Samba Server hide home folder

Just migrated from Ubuntu to Fedora 37 and followed this guide Samba Setup Guide.

Managed to make everything work. Just one setback, when i enter as my main user account i see both my home folder and my shared folder(that is inside my home folder, so you can say i see it twice)

Is there a way to only see my shared folder when i sign-in to samba as my main user account? Or do i have to create another user and add him to a group that everyone can see?

ChatGpt recommended the following in the smb.conf but didn’t work.
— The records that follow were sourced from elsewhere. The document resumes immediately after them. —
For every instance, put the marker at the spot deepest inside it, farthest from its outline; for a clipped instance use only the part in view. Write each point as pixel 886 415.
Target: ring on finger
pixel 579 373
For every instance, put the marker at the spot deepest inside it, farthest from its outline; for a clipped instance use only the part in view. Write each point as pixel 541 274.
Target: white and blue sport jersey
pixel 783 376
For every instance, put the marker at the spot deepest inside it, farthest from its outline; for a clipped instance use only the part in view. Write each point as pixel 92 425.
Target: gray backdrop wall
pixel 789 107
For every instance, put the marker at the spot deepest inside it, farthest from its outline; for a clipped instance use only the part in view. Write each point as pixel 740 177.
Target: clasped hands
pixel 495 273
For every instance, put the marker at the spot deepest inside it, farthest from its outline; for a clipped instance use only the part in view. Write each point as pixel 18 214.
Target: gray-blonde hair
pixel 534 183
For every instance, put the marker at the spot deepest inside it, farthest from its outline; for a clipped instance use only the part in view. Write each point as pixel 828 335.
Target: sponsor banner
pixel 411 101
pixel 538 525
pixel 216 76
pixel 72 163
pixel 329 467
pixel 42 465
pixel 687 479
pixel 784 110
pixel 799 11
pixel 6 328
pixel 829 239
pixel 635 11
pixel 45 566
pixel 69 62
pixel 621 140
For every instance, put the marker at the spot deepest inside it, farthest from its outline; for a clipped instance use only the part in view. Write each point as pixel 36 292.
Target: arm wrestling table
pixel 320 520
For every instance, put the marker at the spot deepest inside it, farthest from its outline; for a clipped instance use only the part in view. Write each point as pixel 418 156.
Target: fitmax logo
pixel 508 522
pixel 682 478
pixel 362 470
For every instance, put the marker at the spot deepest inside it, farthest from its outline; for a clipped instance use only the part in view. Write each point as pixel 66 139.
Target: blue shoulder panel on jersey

hide files = /home/yourusername/*
unix extensions = no

if the machine( ChatGpt) -suggestions are valid [0]: Was the smb restartet after adjustments in smb.conf ?

[0]
nearly !
testparm -v |grep -iE ‘hide|unix’
=> both are there, but “unix extensions” should read “smb1- or smb3 unix extensions”

other way:
you could move the shared folder out of your
/home/<your-username>/
to
/home/<shared-folder>

as described in the Samba Setup Guide similar to section “Sharing a directory for many users”

  • login as root
  • create a folder under /home/
  • chown -R <your-user-name>:<your-group-name> /home/<new-shared-folder name>
  • logoff as root
  • copy the files/directories from your old shared folder to the new shared folder [1]
  • run the semanage commands for /home/<new-shared-folder name>
  • adjust your smb.conf [2]
  • test smb.conf with the command testparm or testparm -v
  • restart smb.service

[1]
I wonder if a link would also do ?
sorta:
ln -s /home/<new shared folder> /home/<username>/<old shared folder>

[2]

  • I guess you could use what’s in the Guide is used as [share]
  • adjust the share name, comment, path (!), public(!?), write list, ?

and/or consult what you’re currently using for [homes] or the [public] in /etc/samba/smb.conf.example.

read up smb.conf.example regarding SELinux !

You are surprised to see the same data twice when your user has 2 different paths to reach it? Why?
One is the shared path and one is the home folder path. If that user has access to both paths they should be able to see the same data twice.

The suggestion above about relocating the shared data to a different path makes a lot of sense, or the user could just accept that the data in both locations is actually the same. There are advantages to both methods so use what seems right for you.